The tournament was held in four of Virginia State’s buildings: Hunter-Mcdaniels, Singleton Hall, Foster Hall, and the Multipurpose Center. Sunday night’s award banquet was held on the arena floor of the MPC.
“I will preface this by saying that this is my second time being able to attend an HBCU Nationals in person and I would say that my biggest takeaway is always just to see how much talent the HBCUs have in different use,” Howard University senior student Brandon Henry said.
Each university brought its very best competitors to compete at the speech and debate tournament.
“It was great seeing all of the collegiate debaters polishing the skills we teach them from a high school level,” Richmond Debate Institute Executive Director Phyl Demetriou said. “So seeing college debaters to me is really great because I see the next evolution of skills that I teach my high schoolers and middle schoolers.”

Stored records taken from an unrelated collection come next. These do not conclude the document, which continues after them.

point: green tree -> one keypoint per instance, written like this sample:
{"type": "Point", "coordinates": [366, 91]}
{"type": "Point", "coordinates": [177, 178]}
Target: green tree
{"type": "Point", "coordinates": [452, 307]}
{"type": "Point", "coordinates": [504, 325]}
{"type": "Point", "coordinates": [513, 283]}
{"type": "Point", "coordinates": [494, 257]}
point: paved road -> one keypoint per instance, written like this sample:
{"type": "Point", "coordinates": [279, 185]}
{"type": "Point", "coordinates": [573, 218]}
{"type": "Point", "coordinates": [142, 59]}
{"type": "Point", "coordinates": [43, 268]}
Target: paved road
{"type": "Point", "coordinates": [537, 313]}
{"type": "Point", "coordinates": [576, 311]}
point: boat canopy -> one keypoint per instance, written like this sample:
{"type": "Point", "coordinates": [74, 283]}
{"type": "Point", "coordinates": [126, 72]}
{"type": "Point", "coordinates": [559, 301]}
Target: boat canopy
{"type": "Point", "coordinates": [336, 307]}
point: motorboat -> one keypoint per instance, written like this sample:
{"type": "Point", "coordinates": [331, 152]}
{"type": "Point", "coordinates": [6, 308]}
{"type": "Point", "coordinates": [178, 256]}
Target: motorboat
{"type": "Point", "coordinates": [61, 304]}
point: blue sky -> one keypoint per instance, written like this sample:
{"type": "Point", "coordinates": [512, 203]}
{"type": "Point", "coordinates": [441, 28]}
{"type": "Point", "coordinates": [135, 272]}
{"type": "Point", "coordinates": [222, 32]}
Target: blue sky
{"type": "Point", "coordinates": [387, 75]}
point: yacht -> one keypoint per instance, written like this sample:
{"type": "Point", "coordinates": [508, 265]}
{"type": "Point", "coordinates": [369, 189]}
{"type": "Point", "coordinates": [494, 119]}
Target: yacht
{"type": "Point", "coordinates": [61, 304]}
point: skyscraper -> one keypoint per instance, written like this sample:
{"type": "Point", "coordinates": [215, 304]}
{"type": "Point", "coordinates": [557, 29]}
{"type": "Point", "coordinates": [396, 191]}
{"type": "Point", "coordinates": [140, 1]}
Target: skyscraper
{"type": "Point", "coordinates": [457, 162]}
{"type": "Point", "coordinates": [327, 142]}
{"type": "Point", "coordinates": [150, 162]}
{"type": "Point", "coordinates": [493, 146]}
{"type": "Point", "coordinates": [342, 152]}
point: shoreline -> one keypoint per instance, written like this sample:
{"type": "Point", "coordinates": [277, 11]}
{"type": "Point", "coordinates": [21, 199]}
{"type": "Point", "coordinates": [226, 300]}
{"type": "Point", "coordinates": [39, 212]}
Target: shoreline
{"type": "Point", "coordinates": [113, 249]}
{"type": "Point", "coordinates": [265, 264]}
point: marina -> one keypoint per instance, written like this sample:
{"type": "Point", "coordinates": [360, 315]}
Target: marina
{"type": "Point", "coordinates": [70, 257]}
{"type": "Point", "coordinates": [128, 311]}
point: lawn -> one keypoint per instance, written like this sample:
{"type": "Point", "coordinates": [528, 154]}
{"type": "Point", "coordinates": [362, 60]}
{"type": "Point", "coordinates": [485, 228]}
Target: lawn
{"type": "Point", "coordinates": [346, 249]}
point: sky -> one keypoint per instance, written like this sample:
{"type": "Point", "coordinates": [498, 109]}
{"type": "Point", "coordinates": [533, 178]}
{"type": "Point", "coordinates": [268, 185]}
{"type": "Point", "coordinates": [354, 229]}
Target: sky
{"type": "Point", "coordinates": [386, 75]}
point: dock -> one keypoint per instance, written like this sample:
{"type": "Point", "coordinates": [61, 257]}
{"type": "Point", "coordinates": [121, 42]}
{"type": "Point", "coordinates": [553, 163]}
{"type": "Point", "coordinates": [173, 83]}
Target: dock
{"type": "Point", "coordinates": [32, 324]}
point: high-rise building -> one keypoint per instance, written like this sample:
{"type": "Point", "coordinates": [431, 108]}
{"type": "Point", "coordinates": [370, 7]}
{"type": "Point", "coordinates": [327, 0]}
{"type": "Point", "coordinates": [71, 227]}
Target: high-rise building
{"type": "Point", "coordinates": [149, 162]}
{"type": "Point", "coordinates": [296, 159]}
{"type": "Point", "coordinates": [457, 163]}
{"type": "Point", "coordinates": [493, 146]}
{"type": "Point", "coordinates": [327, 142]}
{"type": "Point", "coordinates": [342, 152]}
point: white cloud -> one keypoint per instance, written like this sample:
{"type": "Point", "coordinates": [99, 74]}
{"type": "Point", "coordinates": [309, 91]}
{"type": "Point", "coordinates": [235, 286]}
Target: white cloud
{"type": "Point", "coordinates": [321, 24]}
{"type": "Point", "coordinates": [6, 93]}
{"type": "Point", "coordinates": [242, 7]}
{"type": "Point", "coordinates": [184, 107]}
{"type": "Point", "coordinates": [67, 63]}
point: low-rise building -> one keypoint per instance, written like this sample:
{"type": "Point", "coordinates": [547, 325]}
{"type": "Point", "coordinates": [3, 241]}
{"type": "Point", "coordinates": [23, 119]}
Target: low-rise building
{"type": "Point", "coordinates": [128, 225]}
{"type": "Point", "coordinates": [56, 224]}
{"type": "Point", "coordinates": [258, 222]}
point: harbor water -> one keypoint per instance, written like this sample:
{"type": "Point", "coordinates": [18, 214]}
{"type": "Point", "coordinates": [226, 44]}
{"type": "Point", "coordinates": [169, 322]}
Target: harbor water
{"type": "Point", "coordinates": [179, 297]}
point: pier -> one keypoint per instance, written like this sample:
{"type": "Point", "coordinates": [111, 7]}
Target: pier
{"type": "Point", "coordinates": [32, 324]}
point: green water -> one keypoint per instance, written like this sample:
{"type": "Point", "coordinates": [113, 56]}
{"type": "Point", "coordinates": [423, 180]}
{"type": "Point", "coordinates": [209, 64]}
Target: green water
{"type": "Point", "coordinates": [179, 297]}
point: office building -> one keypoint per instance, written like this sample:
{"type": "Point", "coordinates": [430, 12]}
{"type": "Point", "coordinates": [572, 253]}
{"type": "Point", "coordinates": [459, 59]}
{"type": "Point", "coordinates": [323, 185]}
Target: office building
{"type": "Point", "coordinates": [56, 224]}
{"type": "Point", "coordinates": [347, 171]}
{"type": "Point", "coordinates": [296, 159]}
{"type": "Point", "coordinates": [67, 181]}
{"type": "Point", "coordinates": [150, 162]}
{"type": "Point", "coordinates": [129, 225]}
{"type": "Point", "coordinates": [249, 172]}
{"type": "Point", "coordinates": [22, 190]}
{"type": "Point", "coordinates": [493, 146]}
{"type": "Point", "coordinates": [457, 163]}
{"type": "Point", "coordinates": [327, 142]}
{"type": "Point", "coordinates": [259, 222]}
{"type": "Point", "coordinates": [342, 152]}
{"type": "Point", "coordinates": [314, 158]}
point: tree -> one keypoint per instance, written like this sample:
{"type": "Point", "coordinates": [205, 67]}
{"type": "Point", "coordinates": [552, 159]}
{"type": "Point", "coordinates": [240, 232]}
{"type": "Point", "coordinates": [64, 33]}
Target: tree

The tournament was divided into ten events that included IPDA Debate, NPDA Debate, After Dinner Speaking, Dramatic Interpretation, Duo Interpretation, Extemporaneous Speaking, Impromptu Speaking, Informative Speaking, Interviewing, Parliamentary Debate, Persuasive Speaking, Poetry Interpretation, Program Oral Interpretation, Prose Interpretation, and Slam Poetry.
“There are people with varying ranges of ability all over the U.S. and in all 107 HBCUs; it’s just an amazing takeaway,” Henry said. “There’s so much talent out there within our communities.”
After all the ten events were finished competing, the points were tallied up for sweeps with Howard coming in first place with a score of 411.5 points. Following Howard, Tennessee State University came in second place, Texas Southern University came in third place, Wiley College came in fourth place, and Virginia State came in fifth place with a total of 115.5 points.
At the conclusion several VSU students brought home personal wins. Freshman John Poitier won fourth place in Informative Speaking and fifth place in Impromptu Speaking. Senior Lyasia Monroe won sixth place in the Interviewing category. Makayla Reese also won sixth place in the Slam Poetry category.
Demetriou believes that many of the speech and debate skills will be useful for any field that the students plan go into after they graduate.
“Many former debaters go into law, become professors, become consultants, and I will say the best engineers I know are debaters because they have the best ability to explain what their product is,” Demetriou said. “So debaters succeed at almost every field.”